L’isola fu poi soggetta alle mire inglesi, che l’occuparono per quasi tutto il periodo compreso tra il 1794 e il 1815, sottraendola per altro ai bagni di sangue della Rivoluzione Francese.

Tra gli scontri tra Francesi e Inglesi ricordiamo la battaglia al Rocher Du Diamant.

il rocher du diamant in martinica  

Il Rocher du Diamant o Diamond Rock è un pittoresco isolotto vulcanico alto 176 m al largo del capo sud-occidentale dell’isola, di fronte all’omonima spiaggia Le Diamant. Interessante habitat naturale di numerosi uccelli marini e luogo di attrattiva per i subacquei, questo sperone roccioso ha soprattutto una storia avvincente da raccontarci. Nel 1804 vi sbarcarono 120 marinai inglesi che ne fecero una piccola roccaforte, con caserme e magazzini, e lo chiamarono con lo stesso nome di un’inaffondabile nave da guerra della Marina reale Britannica, Diamond Rock. Per quasi un anno e mezzo gli inglesi attaccarono a cannonate le navi francesi che cercavano di attraversare il passaggio. Le battaglie si conclusero solo con la messa a punto da parte dei Francesi di un piano per ingannare il nemico: l’ammiraglio francese spedì sull’isolotto una scialuppa carica di rum, gli Inglesi ormai isolati da troppo tempo caddero nel tranello e i francesi si riappropriarono dell’isola.

L’isola fu definitivamente restituita ai Francesi nel 1815, quando, dopo le guerre napoleoniche, l’impero francese stava entrando in una fase di stabilità.
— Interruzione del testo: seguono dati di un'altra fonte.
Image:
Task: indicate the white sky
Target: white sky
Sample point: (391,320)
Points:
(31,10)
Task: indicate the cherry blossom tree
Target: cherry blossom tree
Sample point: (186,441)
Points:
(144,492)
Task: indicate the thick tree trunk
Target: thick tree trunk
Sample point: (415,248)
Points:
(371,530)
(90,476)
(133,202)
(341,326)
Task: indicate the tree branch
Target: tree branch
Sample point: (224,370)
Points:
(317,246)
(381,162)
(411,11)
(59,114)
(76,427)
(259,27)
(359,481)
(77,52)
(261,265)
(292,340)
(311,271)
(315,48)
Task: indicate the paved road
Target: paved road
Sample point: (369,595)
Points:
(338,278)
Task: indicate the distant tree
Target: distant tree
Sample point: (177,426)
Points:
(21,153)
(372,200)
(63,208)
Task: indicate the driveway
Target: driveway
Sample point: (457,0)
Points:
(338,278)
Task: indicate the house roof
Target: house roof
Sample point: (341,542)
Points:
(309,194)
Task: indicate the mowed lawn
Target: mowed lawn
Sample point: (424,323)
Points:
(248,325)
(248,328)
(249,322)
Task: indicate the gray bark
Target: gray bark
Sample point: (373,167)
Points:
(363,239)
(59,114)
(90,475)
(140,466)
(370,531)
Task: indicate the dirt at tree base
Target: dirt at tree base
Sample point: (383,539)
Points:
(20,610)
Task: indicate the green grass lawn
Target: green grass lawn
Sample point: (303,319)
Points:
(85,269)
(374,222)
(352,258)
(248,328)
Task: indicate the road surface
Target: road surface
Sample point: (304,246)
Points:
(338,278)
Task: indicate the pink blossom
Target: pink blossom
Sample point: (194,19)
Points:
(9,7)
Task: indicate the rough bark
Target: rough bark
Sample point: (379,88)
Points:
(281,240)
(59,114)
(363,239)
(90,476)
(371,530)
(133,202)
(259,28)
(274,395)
In tutto questo periodo un’intensa Tratta dei Neri modificò la popolazione della Martinica. Il persistere dello schiavismo in epoca rivoluzionaria (a differenza della Guadalupa) fu all’origine di numerose rivolte tra il 1816 e il 1848.
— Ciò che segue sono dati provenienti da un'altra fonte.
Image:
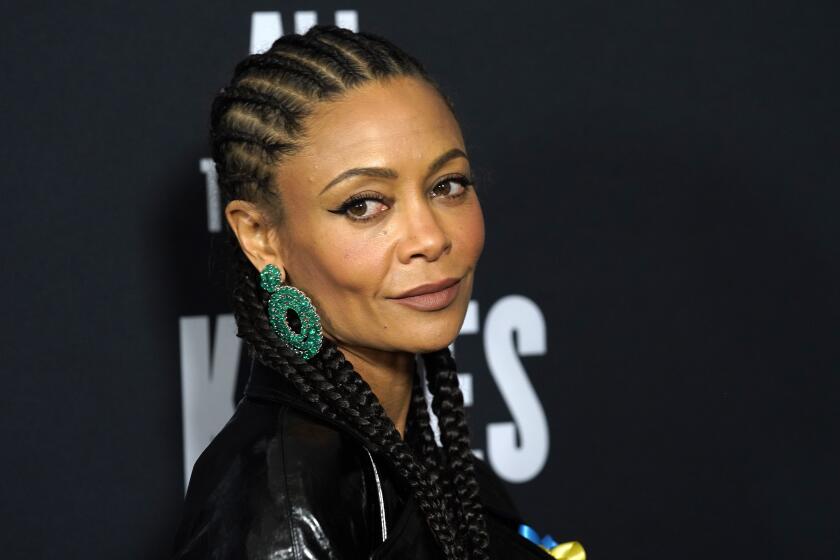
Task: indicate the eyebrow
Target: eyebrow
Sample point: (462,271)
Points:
(388,173)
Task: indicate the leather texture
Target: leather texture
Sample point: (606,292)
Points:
(282,482)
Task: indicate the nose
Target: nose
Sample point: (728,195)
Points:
(424,235)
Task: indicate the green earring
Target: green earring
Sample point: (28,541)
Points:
(285,298)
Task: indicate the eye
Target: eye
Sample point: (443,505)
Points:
(451,187)
(362,207)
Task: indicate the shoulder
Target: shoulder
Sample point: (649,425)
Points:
(494,494)
(275,482)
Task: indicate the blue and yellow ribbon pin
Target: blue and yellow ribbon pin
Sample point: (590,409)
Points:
(571,550)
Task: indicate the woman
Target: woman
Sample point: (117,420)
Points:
(345,176)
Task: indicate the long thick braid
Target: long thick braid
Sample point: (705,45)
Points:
(256,121)
(358,406)
(448,406)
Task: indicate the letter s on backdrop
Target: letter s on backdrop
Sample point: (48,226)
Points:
(516,463)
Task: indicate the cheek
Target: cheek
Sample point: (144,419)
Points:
(349,263)
(470,231)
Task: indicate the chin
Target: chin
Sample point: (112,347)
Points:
(429,337)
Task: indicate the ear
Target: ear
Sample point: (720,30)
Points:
(257,239)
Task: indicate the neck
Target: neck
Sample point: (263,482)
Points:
(390,376)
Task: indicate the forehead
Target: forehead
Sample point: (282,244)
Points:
(397,123)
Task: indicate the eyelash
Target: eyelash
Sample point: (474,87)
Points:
(465,182)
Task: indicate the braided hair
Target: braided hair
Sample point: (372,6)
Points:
(257,120)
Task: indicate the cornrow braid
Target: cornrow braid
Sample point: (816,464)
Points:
(256,121)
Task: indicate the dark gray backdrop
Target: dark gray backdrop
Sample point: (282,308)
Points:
(661,178)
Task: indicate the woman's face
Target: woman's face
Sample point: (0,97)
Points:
(376,204)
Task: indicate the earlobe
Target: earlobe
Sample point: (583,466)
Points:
(253,233)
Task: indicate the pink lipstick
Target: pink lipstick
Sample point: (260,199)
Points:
(430,297)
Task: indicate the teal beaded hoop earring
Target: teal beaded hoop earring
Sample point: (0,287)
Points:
(285,298)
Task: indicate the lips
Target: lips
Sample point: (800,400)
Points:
(432,296)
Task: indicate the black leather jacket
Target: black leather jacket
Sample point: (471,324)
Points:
(281,481)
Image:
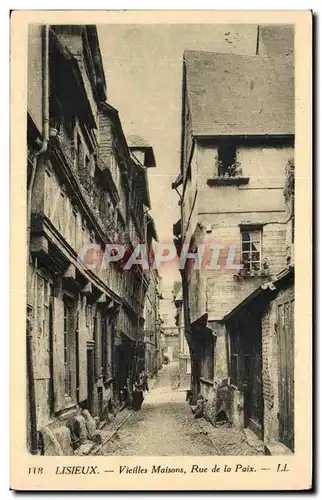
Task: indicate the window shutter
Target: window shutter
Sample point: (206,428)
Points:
(58,354)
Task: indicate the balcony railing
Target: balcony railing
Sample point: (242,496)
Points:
(228,175)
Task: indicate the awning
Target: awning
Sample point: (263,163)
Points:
(177,182)
(271,286)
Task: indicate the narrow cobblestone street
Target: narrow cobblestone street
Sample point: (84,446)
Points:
(165,426)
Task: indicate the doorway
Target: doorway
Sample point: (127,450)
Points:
(253,398)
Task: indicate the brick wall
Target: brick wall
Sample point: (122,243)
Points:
(222,209)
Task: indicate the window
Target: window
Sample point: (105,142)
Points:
(251,249)
(226,163)
(67,349)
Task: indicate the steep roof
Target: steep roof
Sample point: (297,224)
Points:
(231,94)
(136,142)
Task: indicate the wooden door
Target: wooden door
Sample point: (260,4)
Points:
(285,332)
(253,404)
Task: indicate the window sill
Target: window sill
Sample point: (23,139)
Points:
(227,181)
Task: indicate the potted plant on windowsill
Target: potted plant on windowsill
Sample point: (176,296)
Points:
(231,175)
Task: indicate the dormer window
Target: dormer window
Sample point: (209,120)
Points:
(226,159)
(251,240)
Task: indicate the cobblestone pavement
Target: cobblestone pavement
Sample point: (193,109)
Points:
(165,426)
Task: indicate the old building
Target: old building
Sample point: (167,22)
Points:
(237,141)
(152,325)
(170,334)
(184,354)
(85,192)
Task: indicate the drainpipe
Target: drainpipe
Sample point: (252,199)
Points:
(37,160)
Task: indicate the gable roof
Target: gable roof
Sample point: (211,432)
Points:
(136,142)
(231,94)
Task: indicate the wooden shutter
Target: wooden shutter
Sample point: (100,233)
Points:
(58,354)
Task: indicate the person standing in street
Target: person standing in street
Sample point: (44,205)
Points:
(145,385)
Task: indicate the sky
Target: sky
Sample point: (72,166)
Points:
(143,68)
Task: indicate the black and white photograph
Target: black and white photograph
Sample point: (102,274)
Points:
(160,245)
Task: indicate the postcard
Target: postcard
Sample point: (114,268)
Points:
(161,227)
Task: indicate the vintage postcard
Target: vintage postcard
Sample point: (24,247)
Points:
(161,223)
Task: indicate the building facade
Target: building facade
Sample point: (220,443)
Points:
(237,144)
(85,191)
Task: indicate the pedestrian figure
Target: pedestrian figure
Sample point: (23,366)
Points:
(145,386)
(137,397)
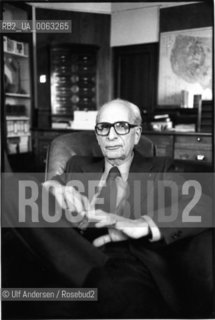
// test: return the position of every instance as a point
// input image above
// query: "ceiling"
(103, 7)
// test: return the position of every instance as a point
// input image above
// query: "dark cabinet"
(72, 79)
(17, 93)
Nel 1848 Victor Schoelcher, ministro francese per i possedimenti d’Oltremare, ottenne l’abolizione della schiavitù nelle Antille francesi, convincendo il governo provvisorio a siglare il Proclama d’Emancipazione.

La storia dell’isola è segnata da un altro importante avvenimento, l’eruzione della Montagne Pelée l’8 marzo del 1902: la capitale Saint-Pierre, la città più evoluta delle Antille Francesi, venne interamente distrutta da una delle catastrofi naturali più devastanti nella storia dei Carabi e morirono tutti i suoi 30.000 abitanti. Il capoluogo venne definitivamente trasferito a Fort-de-France.

Dal 1946 la Martinica è Dipartimento Francese D’oltremare e Regione francese dal 1982.